US OUTLOOK: Watch what they do not what they say.

US Corporate cash-hoarding is a sure sign
that business expects the worst. And ECB
secrecy is another one.

“I command you waves…back….back….”

Regular Sloggers will know the cynicism here in the Roost about paying much attention to what bigwigs say. Much better to observe what they do. Take American business for starters.

U.S. companies are holding more cash in the bank than at any point on record. This means two very important things: American business expects the recovery to falter, and the EU to turn into even more of a basket case; and by neither investing nor hiring, the hoarding becomes a self-fulfilling prophecy of faltering recovery.

The US Fed Reserve yesterday revealed that outside of financial services, companies had squirreled away 1.84 trillion dollars in cash and other liquid assets by the end of March.

That’s an increase of over a quarter from a year earlier – and the largest-ever increase in American history. Cash in total was over 7% of all company assets – the highest level for nearly half a century.

This widespread demonstration of corporate nerves is very similar to the US corporate manager’s unwillingness to buy own stock just before the 2008 debacle – when again (as the Slog’s predecessor nby reported at the time) everyone was being gung-ho in public about the economic outlook.

The banks’ conservatism about lending (US money-supply is at its lowest since 1929) is a further bad portent. Obama is asking Congress to cough up $30 billion to bankroll small business, but this is just more Presidential window-dressing. However, the American mess has a long way to go before it gets anywhere near the pit of insanity now pertaining in the EU.

European Central Bank chief Jean-Claude Trichet (pictured above) has gone all coy about how much sovereign junk-bond wallpaper he’s currently buying. He says it’s nothing to worry about, but won’t show us his workings-out. Unlike with Christine Lagarde of France, we can at least be sure that there are some workings out: but this is like telling the police you’re innocent but no, they can’t come in.

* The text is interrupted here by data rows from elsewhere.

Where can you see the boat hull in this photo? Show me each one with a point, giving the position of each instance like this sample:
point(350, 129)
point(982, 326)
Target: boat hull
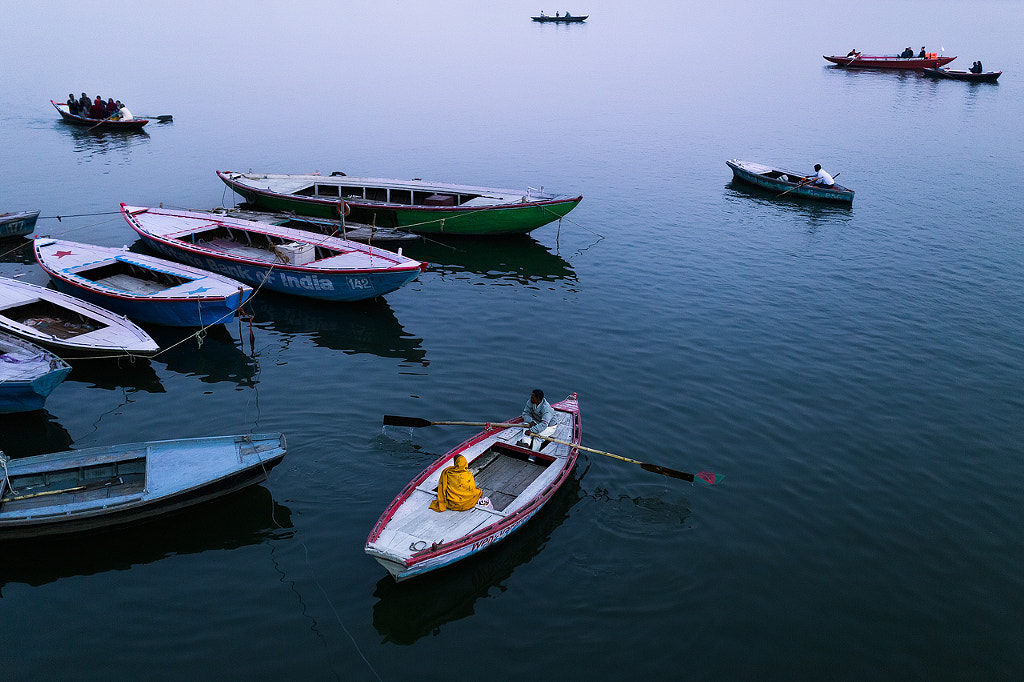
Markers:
point(886, 61)
point(755, 174)
point(17, 224)
point(504, 218)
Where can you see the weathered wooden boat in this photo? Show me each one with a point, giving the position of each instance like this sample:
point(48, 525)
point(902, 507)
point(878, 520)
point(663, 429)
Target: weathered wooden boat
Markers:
point(99, 124)
point(67, 325)
point(931, 60)
point(567, 18)
point(17, 224)
point(435, 208)
point(95, 487)
point(28, 374)
point(282, 259)
point(793, 183)
point(143, 288)
point(983, 77)
point(410, 539)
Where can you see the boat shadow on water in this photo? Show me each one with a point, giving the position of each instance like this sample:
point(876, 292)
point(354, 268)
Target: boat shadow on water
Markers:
point(407, 611)
point(247, 517)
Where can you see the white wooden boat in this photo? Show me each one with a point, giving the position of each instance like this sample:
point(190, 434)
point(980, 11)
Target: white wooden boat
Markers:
point(68, 325)
point(93, 487)
point(282, 259)
point(28, 374)
point(410, 539)
point(143, 288)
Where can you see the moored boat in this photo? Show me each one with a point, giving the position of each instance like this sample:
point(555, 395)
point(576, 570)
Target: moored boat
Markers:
point(68, 325)
point(99, 124)
point(28, 374)
point(17, 224)
point(282, 259)
point(411, 539)
point(982, 77)
point(143, 288)
point(931, 60)
point(429, 208)
point(794, 184)
point(95, 487)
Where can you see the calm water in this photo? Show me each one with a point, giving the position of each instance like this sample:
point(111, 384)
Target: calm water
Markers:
point(854, 373)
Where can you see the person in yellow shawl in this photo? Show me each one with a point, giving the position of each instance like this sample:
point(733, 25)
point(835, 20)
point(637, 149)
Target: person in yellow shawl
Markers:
point(457, 489)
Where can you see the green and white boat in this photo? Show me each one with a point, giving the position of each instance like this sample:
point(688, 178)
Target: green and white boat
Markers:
point(418, 206)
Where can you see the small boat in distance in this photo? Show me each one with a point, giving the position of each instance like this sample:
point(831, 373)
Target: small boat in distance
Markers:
point(282, 259)
point(793, 183)
point(564, 18)
point(96, 487)
point(17, 224)
point(99, 124)
point(932, 59)
point(421, 207)
point(28, 374)
point(69, 326)
point(411, 539)
point(983, 77)
point(143, 288)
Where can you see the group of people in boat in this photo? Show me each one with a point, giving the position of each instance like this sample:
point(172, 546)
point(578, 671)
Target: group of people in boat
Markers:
point(457, 488)
point(97, 109)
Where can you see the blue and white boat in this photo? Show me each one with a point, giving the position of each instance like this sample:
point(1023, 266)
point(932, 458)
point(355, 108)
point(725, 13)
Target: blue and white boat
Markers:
point(279, 258)
point(143, 288)
point(28, 374)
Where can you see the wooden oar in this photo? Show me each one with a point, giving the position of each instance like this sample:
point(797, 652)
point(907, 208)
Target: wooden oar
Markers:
point(416, 422)
point(803, 183)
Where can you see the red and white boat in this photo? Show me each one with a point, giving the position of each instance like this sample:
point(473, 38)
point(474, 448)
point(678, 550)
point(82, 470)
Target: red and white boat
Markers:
point(410, 539)
point(930, 60)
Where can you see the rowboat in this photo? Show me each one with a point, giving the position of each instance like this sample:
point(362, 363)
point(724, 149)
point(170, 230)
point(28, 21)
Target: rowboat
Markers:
point(410, 539)
point(983, 77)
point(95, 487)
point(67, 325)
point(103, 124)
point(414, 205)
point(544, 18)
point(931, 60)
point(28, 374)
point(143, 288)
point(282, 259)
point(788, 181)
point(17, 224)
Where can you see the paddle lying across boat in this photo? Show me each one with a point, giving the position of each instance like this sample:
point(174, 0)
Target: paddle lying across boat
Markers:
point(99, 124)
point(982, 77)
point(17, 224)
point(282, 259)
point(931, 60)
point(93, 487)
point(67, 325)
point(28, 374)
point(411, 539)
point(794, 184)
point(429, 208)
point(143, 288)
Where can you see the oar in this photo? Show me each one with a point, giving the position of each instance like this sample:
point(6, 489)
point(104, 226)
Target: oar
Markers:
point(803, 183)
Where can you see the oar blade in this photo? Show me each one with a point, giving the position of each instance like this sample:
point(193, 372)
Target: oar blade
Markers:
point(413, 422)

Monsieur Trichet was however good enough to acknowledge “renewed strains in interbank-lending markets”, banker code for “I’m keeping their money safe while business dies of fund starvation”. As we noted last week, the eurozone’s banks have stuffed record sums of cash into the ECB rather than lend it out to each other…or something productive like I don’t know – an export company maybe.

Anyway, having delivered severe doubt unto the media, Jean-Claude then raised the EU’s growth forecast for 2010. The Euro’s exchange rate promptly improved – which was, let’s face it, the sole point of the exercise.

Perhaps what all this goes to show is that if you believe all the balm being dished out, then you must be….somebody on a Bourse trading floor somewhere. All the major markets made gains yesterday. There is not a single viable empirical reason why they should have done that, and there are no factors whatsoever likely to stop them yo-yoing down again once the sheer weight of evidence finally permeates the heads of those folks in the funny-coloured jackets.

It’s no way to run a railroad, but the train’s dive off the cliff and reduction to scrap-iron is the only thing that will change the management.